La France des sorcières

, par Jipé

par Jipé

sorciere_petite {PNG}par Jipé

Dans L’Invention de la France (1), Hervé Le Bras et Emmanuel Todd apportent un singulier éclairage sur les procès de sorcières des XVIe et XVIIe siècles. La nouvelle édition de leur atlas cartographie la diversité de la nation française. Ainsi, cartes en main, les auteurs prouvent que la répression massive et hystérique de la sorcellerie ne toucha que certaines régions anthropologiques. L’Est notamment, où les rapports entre hommes et femmes sont égalitaires et instables, donc conflictuels. Mobilisant Heinsohn et Steiger, les auteurs identifient la répression comme une tentative de déposséder les femmes de leurs compétences en matière de reproduction, contraception et avortement. A la Renaissance, l’État et la société tentent de réduire le rôle des femmes d’un certain âge détentrices de savoirs corporels – les sorcières. Mais cette fièvre n’a pas modifié en profondeur les comportements et le mode dominant de rapports entre les sexes. Aujourd’hui, les sorcières de l’Est existent toujours.

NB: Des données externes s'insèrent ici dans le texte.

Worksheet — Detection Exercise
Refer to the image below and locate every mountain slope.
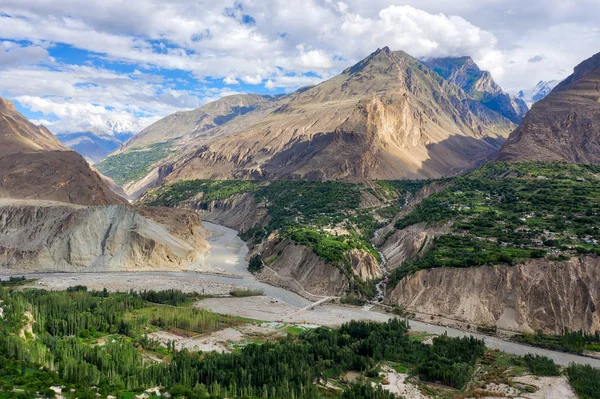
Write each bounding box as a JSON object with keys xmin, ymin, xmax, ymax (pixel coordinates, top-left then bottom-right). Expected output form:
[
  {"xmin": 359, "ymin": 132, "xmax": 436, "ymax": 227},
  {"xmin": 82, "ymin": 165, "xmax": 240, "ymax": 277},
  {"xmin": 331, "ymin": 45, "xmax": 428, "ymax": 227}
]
[
  {"xmin": 0, "ymin": 98, "xmax": 66, "ymax": 156},
  {"xmin": 424, "ymin": 57, "xmax": 528, "ymax": 124},
  {"xmin": 517, "ymin": 80, "xmax": 560, "ymax": 107},
  {"xmin": 119, "ymin": 94, "xmax": 277, "ymax": 153},
  {"xmin": 498, "ymin": 53, "xmax": 600, "ymax": 164},
  {"xmin": 56, "ymin": 130, "xmax": 133, "ymax": 163},
  {"xmin": 0, "ymin": 99, "xmax": 125, "ymax": 205},
  {"xmin": 163, "ymin": 48, "xmax": 515, "ymax": 181}
]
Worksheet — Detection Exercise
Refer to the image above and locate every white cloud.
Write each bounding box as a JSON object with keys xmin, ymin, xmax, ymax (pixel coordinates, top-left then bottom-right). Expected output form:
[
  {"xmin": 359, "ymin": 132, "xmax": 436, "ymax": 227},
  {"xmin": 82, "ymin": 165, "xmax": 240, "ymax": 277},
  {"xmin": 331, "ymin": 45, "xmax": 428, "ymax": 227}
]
[
  {"xmin": 242, "ymin": 75, "xmax": 262, "ymax": 85},
  {"xmin": 0, "ymin": 41, "xmax": 49, "ymax": 68},
  {"xmin": 0, "ymin": 64, "xmax": 202, "ymax": 133},
  {"xmin": 223, "ymin": 76, "xmax": 240, "ymax": 85},
  {"xmin": 0, "ymin": 0, "xmax": 600, "ymax": 130}
]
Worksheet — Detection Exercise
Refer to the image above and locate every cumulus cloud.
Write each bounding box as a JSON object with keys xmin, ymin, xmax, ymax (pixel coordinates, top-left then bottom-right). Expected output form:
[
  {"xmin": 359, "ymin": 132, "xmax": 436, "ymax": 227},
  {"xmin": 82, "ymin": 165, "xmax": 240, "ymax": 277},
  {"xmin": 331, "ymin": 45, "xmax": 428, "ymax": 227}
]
[{"xmin": 0, "ymin": 0, "xmax": 600, "ymax": 134}]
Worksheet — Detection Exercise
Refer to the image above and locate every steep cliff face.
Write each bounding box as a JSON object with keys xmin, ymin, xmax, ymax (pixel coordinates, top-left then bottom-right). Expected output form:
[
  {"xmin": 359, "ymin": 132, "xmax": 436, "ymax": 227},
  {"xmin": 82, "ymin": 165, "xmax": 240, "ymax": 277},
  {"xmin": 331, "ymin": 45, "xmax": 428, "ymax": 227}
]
[
  {"xmin": 0, "ymin": 151, "xmax": 127, "ymax": 205},
  {"xmin": 425, "ymin": 57, "xmax": 528, "ymax": 124},
  {"xmin": 379, "ymin": 224, "xmax": 447, "ymax": 271},
  {"xmin": 0, "ymin": 200, "xmax": 208, "ymax": 273},
  {"xmin": 180, "ymin": 193, "xmax": 382, "ymax": 299},
  {"xmin": 0, "ymin": 98, "xmax": 126, "ymax": 205},
  {"xmin": 389, "ymin": 257, "xmax": 600, "ymax": 333},
  {"xmin": 167, "ymin": 48, "xmax": 514, "ymax": 181},
  {"xmin": 498, "ymin": 53, "xmax": 600, "ymax": 164},
  {"xmin": 113, "ymin": 48, "xmax": 516, "ymax": 197},
  {"xmin": 189, "ymin": 193, "xmax": 267, "ymax": 233},
  {"xmin": 257, "ymin": 240, "xmax": 350, "ymax": 299}
]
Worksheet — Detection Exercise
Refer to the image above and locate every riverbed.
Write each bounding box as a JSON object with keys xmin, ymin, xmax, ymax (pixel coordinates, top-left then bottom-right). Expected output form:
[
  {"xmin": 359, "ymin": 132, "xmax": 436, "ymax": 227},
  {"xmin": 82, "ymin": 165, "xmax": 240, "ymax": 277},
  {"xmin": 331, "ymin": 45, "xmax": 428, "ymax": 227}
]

On ne les pourchasse plus, elles ont une profession reconnue, liée aux questions sexuelles et de reproduction : elles sont sages-femmes. La région tolère désormais un métier qui aurait été considéré comme maléfique il y a quelques siècles. Malgré la technicisation des pratiques médicales, l’obstétrique, la gynécologie – sciences masculines –, la carte des sages-femmes de 1970 coïncide étonnamment avec celle des sorcières d’autrefois.

(1) Hervé Le Bras, Emmanuel Todd, L’Invention de la France. Atlas anthropologique et politique , Gallimard, 2012.